HDU6342 Problem K. Expression in Memories

 

原题：http://acm.hdu.edu.cn/showproblem.php?pid=6342

Problem K. Expression in Memories

Time Limit: 2000/1000 MS (Java/Others)    Memory Limit: 262144/262144 K (Java/Others)
Total Submission(s): 422    Accepted Submission(s): 151
Special Judge
 

Problem Description

Kazari remembered that she had an expression s0 before.
Definition of expression is given below in Backus–Naur form.
<expression> ::= <number> | <expression> <operator> <number>
<operator> ::= "+" | "*"
<number> ::= "0" | <non-zero-digit> <digits>
<digits> ::= "" | <digits> <digit>
<digit> ::= "0" | <non-zero-digit>
<non-zero-digit> ::= "1" | "2" | "3" | "4" | "5" | "6" | "7" | "8" | "9"
For example, `1*1+1`, `0+8+17` are valid expressions, while +1+1, +1*+1, 01+001 are not.
Though s0 has been lost in the past few years, it is still in her memories. 
She remembers several corresponding characters while others are represented as question marks.
Could you help Kazari to find a possible valid expression s0 according to her memories, represented as s, by replacing each question mark in s with a character in 0123456789+* ?

 

Input

The first line of the input contains an integer T denoting the number of test cases.
Each test case consists of one line with a string s (1≤|s|≤500,∑|s|≤105).
It is guaranteed that each character of s will be in 0123456789+*? .

 

Output

For each test case, print a string s0 representing a possible valid expression.
If there are multiple answers, print any of them.
If it is impossible to find such an expression, print IMPOSSIBLE.

 

Sample Input

5

?????

0+0+0

?+*??

?0+?0

?0+0?

 

Sample Output

11111

0+0+0

IMPOSSIBLE

10+10

IMPOSSIBLE

分析：题目意思很容易理解，把题目给的表达式变成合法的表达式并输出，如果没有办法修改成合法的表达式就输出IMPOSSIBLE。

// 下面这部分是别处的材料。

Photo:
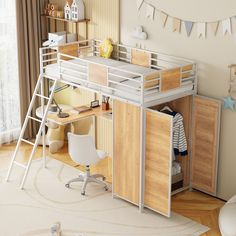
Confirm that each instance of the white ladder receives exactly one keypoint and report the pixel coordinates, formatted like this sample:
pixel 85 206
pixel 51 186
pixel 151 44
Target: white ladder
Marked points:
pixel 41 130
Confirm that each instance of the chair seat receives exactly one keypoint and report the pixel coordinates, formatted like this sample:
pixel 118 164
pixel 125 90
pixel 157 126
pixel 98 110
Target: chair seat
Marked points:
pixel 101 154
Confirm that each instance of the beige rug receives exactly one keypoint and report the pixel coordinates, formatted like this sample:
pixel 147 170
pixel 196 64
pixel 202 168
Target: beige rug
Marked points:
pixel 45 200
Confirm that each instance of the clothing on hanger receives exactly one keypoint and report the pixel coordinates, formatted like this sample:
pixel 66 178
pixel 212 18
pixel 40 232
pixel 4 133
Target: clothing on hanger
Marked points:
pixel 179 138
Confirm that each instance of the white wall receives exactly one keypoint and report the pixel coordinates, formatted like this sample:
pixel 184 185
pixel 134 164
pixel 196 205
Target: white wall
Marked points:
pixel 213 55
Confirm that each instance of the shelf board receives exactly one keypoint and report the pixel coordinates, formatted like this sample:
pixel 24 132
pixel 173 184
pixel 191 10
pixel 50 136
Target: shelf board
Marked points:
pixel 64 20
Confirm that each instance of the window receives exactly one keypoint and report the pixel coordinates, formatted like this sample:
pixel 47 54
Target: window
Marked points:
pixel 9 83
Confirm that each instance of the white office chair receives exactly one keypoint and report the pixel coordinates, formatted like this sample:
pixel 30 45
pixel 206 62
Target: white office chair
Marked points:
pixel 82 151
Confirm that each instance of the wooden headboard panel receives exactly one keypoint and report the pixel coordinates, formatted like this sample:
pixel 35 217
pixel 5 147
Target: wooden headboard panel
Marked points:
pixel 140 58
pixel 71 50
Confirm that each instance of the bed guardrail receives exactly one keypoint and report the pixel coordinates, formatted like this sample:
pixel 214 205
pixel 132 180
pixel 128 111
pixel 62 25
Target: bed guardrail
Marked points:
pixel 169 72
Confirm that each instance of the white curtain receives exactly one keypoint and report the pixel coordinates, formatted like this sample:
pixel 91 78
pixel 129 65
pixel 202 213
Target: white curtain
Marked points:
pixel 9 83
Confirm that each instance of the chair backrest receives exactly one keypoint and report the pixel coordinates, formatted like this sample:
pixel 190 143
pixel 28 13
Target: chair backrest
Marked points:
pixel 82 149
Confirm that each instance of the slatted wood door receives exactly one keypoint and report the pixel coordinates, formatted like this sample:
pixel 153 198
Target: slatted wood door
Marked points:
pixel 158 162
pixel 126 160
pixel 205 143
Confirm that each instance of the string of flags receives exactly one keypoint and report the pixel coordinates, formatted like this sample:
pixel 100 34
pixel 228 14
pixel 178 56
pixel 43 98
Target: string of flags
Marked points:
pixel 176 22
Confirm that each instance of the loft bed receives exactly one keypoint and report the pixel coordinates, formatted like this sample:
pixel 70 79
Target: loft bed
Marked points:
pixel 136 76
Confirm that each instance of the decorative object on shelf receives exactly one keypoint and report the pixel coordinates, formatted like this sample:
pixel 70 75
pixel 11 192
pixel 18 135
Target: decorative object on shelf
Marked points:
pixel 60 14
pixel 105 103
pixel 229 101
pixel 106 48
pixel 71 37
pixel 55 39
pixel 67 11
pixel 94 104
pixel 47 9
pixel 139 33
pixel 77 10
pixel 176 22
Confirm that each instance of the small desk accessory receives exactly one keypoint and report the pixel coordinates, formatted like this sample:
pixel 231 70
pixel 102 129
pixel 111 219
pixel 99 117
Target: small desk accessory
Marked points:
pixel 94 104
pixel 105 103
pixel 82 109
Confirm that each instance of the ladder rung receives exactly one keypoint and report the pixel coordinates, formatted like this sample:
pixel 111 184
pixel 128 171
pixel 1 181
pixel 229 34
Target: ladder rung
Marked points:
pixel 20 165
pixel 41 96
pixel 32 118
pixel 26 141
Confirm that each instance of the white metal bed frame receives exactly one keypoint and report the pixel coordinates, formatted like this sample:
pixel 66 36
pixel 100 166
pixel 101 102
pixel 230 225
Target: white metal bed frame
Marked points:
pixel 160 62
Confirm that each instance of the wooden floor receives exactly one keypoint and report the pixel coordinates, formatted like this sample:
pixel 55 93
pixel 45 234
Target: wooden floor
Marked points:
pixel 194 205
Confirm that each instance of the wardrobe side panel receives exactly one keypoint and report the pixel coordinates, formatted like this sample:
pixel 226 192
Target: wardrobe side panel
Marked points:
pixel 205 141
pixel 158 162
pixel 126 167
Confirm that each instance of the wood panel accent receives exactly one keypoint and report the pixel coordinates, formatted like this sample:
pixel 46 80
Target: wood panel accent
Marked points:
pixel 71 50
pixel 140 58
pixel 170 79
pixel 126 151
pixel 184 107
pixel 98 74
pixel 158 162
pixel 205 141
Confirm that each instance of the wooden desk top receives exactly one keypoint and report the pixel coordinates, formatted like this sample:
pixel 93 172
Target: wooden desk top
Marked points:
pixel 76 117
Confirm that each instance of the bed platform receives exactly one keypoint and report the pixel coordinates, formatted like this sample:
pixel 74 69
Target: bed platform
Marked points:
pixel 133 75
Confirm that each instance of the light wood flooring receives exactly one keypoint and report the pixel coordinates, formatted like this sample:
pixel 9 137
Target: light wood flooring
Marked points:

很容易的分析出单出现0？，（+|*）0？的时候就需要把？修改成（*|+）即可，其余的情况把？改成1就行了，然后在判断修改后的表达式合不合法即可。这道在做的时候一开始的做法是先判断能不能修改合法的表达式然后在输出，但是不知道wa的好几发，到现在也不知道哪里错了，wa了几发以后感觉可能是算法有问题，于是就改成先修改，然后一边判断是否是合法的，若不合法就直接跳出，然后就直接过，不知道为啥一开始的代码哪里有问题（QAQ）。

#include<bits/stdc++.h>
using namespace std;
const int maxn = 100000+100;
char s[maxn];
int t, n;

int main(){
    scanf("%d", &t);
    while(t--){
        memset(s, 0, sizeof(s));
        int flag = 0;
        scanf("%s", s);
        int len = strlen(s);
        for(int i=0; i<len; i++){
            if(s[i] == '+' || s[i] == '*' ){
                if(i == 0 || i == len-1){
                    flag = 1;
                    break;
                }
                if(s[i+1] == '+' || s[i+1] == '*'){
                    flag = 1;
                    break;
                }
            }
            else if(s[i] == '0'){
                if(s[i-1]=='+' || s[i-1]=='*' || i==0){
                    if(s[i+1] >= '0' && s[i+1] <= '9'){
                        flag = 1;
                        break;
                    }
                    else if(s[i+1] == '?') s[i+1] = '+';
                }
                else {
                    if(s[i+1] == '?') s[i+1] = '1';
                }
            }
            else if(s[i] == '?') s[i] = '1';
        }
        if(flag == 1){
            printf("IMPOSSIBLE\n");
            continue;
        }
        else{
            printf("%s\n", s);
        }
    }
}